Gilesdavies From United Kingdom, joined Dec 2003, 2964 posts, RR: 1 Posted (7 years 9 months 2 weeks 5 days 16 hours ago) and read 3265 times:
With the A320 being about 19 years old since initially launched I was wondering if Airbus have made any major chages to the aircraft over the years to remain competitive.
I was just curious as Airbus still seems to gaining many new orders for the A320 and rest of the family even after all this time.
I appreciate the 737NG's is a newer aircraft, in some respects may be more advanced and may still be gaining the edge slightly over the A320 family with regards to orders. But how does it remain so competive...
I know there was the A320-100 where only a small number of aircrafts were produced and then the A320-200 was released with the wing tips.
Is it because Airbus have more bargaining power financially than Boeing or have they made changes to the aircraft over the years but none of which is really commone knowledge.
320tech From Turks and Caicos Islands, joined May 2004, 489 posts, RR: 5 Reply 3, posted (7 years 9 months 2 weeks 5 days 12 hours ago) and read 3199 times:
For those that use CFM-56 engines, the newer ones have CFM-56-5Bs instead of 5As, which gives greater thrust. The main difference is apparently one more set of compressor blades. Not sure when the change was made.

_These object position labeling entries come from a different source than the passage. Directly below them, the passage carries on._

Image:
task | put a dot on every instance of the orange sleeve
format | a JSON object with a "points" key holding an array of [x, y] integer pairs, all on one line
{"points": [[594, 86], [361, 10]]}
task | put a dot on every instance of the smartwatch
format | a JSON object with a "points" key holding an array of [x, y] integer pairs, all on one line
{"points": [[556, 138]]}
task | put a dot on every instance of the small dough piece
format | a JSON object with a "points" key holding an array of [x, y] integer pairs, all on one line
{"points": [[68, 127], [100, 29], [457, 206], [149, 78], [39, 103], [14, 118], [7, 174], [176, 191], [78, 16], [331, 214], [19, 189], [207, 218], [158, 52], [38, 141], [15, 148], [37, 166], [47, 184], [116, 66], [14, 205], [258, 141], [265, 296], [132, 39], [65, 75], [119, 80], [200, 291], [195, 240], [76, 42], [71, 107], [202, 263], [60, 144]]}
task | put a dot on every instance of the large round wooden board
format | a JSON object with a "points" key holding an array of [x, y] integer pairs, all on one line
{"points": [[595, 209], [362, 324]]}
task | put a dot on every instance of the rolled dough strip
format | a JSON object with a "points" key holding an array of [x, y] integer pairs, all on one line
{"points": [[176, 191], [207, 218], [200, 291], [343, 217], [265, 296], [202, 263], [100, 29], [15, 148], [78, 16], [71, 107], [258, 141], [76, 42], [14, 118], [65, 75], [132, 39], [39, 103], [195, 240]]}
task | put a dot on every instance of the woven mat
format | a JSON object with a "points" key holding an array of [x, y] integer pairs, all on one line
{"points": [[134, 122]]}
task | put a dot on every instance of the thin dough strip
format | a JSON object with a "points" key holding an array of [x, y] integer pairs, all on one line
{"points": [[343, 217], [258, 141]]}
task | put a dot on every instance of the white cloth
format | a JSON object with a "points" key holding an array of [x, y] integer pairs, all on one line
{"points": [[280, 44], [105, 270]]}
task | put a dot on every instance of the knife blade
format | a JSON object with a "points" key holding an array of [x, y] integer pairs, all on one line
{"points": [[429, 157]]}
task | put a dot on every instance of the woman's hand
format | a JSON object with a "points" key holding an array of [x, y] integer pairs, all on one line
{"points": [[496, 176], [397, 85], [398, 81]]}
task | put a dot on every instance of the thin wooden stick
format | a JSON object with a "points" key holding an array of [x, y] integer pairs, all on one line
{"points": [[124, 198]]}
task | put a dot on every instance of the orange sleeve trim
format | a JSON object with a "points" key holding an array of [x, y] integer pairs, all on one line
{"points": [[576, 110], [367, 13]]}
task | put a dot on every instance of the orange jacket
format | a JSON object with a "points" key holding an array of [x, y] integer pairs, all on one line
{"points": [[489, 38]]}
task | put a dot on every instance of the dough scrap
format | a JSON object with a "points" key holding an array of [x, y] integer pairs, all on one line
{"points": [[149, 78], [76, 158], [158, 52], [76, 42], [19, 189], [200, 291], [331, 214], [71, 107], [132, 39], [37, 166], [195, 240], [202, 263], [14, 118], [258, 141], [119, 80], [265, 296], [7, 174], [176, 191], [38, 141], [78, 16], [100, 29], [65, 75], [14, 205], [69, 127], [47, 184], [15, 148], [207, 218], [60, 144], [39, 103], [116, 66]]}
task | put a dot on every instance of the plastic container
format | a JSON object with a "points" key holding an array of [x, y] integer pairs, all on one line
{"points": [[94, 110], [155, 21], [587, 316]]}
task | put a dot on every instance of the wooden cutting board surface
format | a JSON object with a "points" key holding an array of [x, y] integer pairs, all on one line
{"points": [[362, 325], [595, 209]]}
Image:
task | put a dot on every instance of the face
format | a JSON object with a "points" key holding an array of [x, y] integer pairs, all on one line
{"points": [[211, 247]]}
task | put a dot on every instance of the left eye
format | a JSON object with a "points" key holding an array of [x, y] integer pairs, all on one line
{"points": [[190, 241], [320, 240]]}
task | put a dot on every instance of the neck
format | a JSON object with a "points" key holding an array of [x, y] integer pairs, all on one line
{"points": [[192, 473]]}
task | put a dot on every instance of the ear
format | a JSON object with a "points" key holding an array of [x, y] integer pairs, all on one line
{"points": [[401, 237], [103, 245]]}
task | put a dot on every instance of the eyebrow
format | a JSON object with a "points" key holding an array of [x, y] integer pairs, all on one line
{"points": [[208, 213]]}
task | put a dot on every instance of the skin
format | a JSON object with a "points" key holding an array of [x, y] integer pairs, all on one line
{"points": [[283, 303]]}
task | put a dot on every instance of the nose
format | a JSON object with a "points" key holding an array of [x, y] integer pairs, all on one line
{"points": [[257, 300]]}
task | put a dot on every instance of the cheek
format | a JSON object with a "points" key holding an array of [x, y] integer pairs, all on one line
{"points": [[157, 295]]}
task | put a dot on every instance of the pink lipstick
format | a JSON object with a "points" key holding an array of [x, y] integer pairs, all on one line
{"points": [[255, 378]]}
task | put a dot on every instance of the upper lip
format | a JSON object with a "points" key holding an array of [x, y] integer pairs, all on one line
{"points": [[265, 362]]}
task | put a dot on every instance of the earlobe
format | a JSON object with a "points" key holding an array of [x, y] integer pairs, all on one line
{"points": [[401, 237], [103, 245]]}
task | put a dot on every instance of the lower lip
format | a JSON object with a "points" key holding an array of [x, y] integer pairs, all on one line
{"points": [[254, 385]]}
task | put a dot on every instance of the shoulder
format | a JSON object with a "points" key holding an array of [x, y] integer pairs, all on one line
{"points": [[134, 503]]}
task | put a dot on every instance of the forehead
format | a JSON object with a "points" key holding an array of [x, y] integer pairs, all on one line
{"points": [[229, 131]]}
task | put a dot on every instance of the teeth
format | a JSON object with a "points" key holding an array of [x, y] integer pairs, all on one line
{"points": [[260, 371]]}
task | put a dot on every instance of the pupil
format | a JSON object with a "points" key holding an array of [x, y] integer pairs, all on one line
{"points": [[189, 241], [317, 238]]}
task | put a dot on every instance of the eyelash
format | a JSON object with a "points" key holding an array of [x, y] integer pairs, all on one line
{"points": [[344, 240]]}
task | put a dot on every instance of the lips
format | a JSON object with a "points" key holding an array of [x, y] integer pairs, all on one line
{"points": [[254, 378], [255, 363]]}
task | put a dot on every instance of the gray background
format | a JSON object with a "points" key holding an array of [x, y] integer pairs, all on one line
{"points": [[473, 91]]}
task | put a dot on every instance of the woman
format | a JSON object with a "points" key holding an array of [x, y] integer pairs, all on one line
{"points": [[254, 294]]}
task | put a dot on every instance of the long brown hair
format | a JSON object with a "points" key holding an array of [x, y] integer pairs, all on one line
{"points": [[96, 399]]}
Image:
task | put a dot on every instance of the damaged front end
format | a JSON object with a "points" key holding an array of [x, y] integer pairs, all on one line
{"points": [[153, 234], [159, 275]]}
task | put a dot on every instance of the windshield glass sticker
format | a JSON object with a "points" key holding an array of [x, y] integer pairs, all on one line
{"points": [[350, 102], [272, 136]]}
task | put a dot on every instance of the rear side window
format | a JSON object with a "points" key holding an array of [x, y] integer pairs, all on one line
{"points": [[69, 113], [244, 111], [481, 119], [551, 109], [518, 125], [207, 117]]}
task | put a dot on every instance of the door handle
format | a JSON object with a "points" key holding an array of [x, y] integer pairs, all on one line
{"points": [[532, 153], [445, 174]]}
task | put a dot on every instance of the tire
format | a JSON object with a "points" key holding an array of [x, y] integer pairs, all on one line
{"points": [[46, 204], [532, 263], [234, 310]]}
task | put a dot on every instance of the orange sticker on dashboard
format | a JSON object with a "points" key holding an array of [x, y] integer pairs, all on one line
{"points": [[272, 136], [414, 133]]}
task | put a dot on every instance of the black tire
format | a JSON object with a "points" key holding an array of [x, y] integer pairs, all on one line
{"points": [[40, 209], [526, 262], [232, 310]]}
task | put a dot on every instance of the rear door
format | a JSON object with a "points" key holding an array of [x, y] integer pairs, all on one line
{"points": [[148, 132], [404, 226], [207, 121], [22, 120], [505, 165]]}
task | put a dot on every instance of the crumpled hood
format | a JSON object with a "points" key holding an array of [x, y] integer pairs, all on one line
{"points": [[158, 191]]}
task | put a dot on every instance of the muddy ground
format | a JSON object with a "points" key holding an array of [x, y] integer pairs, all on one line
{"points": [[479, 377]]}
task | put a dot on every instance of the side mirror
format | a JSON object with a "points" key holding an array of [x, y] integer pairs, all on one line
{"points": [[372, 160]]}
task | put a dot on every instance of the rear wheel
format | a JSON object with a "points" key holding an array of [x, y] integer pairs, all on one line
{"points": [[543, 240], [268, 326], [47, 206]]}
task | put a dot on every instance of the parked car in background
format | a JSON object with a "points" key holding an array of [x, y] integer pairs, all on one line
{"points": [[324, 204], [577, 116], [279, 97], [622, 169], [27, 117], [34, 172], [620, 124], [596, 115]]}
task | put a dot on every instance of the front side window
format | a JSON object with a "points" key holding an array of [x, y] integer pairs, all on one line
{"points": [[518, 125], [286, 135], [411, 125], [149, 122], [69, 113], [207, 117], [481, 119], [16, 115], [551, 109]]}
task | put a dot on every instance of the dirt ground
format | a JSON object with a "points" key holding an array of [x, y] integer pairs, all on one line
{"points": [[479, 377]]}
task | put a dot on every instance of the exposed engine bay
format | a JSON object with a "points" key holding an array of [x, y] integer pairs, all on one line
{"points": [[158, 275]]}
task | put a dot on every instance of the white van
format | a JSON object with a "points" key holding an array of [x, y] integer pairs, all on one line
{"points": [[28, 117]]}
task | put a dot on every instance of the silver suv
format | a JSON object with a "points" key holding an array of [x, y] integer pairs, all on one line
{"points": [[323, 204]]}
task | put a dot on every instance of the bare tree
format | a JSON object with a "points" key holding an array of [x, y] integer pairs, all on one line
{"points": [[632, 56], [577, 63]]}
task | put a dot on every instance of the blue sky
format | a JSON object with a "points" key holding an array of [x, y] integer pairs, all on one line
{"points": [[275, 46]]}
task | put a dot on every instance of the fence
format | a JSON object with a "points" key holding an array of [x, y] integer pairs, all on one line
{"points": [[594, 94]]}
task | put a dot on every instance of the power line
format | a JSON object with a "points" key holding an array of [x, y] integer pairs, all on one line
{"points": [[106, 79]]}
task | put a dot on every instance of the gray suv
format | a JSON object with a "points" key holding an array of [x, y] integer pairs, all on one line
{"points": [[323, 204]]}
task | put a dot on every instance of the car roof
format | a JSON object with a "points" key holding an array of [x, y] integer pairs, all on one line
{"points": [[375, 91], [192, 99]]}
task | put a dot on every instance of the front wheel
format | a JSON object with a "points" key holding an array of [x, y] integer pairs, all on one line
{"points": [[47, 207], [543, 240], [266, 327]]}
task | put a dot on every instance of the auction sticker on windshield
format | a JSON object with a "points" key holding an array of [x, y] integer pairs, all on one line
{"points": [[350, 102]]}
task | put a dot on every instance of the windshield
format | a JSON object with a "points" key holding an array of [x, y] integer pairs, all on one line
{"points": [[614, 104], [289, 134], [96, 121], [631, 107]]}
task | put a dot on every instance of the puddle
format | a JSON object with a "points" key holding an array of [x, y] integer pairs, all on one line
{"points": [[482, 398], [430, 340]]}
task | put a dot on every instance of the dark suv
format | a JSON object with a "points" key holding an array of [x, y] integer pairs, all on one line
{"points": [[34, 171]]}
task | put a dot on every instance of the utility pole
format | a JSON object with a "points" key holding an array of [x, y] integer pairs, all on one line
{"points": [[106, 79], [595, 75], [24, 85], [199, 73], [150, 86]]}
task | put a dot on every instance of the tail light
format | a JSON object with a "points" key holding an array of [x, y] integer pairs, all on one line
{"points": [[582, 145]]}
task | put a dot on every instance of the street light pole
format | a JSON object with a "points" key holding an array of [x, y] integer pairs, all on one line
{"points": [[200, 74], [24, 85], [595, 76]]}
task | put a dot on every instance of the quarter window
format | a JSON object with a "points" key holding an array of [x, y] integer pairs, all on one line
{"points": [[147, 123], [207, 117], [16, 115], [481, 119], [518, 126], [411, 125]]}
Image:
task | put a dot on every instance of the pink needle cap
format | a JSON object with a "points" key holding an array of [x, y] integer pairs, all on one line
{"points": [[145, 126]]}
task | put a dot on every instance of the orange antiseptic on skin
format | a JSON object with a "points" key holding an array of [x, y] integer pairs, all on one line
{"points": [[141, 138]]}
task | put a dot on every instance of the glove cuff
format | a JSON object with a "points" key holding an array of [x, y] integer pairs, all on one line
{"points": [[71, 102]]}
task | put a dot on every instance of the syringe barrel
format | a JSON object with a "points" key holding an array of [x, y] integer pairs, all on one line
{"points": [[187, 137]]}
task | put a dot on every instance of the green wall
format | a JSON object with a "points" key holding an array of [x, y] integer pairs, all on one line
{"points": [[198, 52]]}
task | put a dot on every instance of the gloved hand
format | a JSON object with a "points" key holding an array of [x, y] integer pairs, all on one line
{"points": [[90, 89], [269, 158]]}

The primary function of the design engineer is to make things difficult for the manufacturer and impossible for the AME.
Widebody From Ireland, joined Aug 2000, 1150 posts, RR: 9 Reply 4, posted (7 years 9 months 2 weeks 5 days 8 hours ago) and read 3161 times:
The number of changes made over the years are too numerous to list, though I'm not sure what you would define as major.
In terms of bargaining power, Boeing have more because the 737 broke even many years before the A320. A rumoured price war is expected sometime this year, instigated by Boeing to disrupt Airbus cash flow.
A319XFW From , joined Dec 1969, posts, RR: Reply 5, posted (7 years 9 months 2 weeks 5 days 7 hours ago) and read 3148 times:
Another change from the A320-100 to the A320-200 is the addition of a centre fuel tank.
One of the more major changes is probably the A321 wing and wingbox. The centre wingbox is reinforced and the fuel system doesn't have an outer wingtank (making the system simpler). Also diferent flaps.
In the cabin you have now got CIDS which filtered down from the A340 (IIRC).
But like most have said, the improvements have been gradual and updates, tweaking etc.
Gigneil From United States of America, joined Nov 2002, 16308 posts, RR: 87 Reply 6, posted (7 years 9 months 2 weeks 3 days 13 hours ago) and read 2958 times:
There have been LOTS of manufacturing changes. The entire avionics suite and FBW system are new. The plane gained FBW rudder controls. The rear fuse is of a new design. They use friction stir welding in some areas, and laser welding in others, where previously there were rivets.
A319XFW From , joined Dec 1969, posts, RR: Reply 7, posted (7 years 9 months 2 weeks 3 days 12 hours ago) and read 2949 times:
Quoting Gigneil (Reply 6): They use friction stir welding in some areas, and laser welding in others, where previously there were rivets.
That is just on the A318 so far though. But yes, manufacturing techniques have changed over the years. For instance the wing equipment installation is now done on a flowline. The same goes for the fuselage equipment installation.
HAL From United States of America, joined Jan 2002, 2499 posts, RR: 53 Reply 8, posted (7 years 9 months 1 week 6 days 10 hours ago) and read 2744 times:
From our perspective in the cockpit, there isn't that much change. I didn't realize that Airbus was offering LCD screens as an option. We (AWA) have taken delivery of several new planes in the last few months, and all the cockpit screens are still CRT's.
The one nice change I've seen in the newer planes is the replacement of the old (hot) lightbulbs in the cockpit pushbuttons with cool LED's. Now you don't burn your fingertip when you push hard on a button.
Other than that though, I really can't see much difference from the old to the new ones.
One smooth landing is skill. Two in a row is luck. Three in a row and someone is lying.
A319XFW From , joined Dec 1969, posts, RR: Reply 9, posted (7 years 9 months 1 week 6 days 9 hours ago) and read 2740 times:
Quoting HAL (Reply 8): From our perspective in the cockpit, there isn't that much change. I didn't realize that Airbus was offering LCD screens as an option. We (AWA) have taken delivery of several new planes in the last few months, and all the cockpit screens are still CRT's.
That is most likely to be for common spares. For instance NW has still got some analogue instruments (clock etc?) in the cockpit, whereas digital ones are available. They just do that so they don't need to stock 2 different types of part for the same thing. The same goes for a few other things too. For instance one PTU now comes as standard, but airlines who have the other one can have that installed still.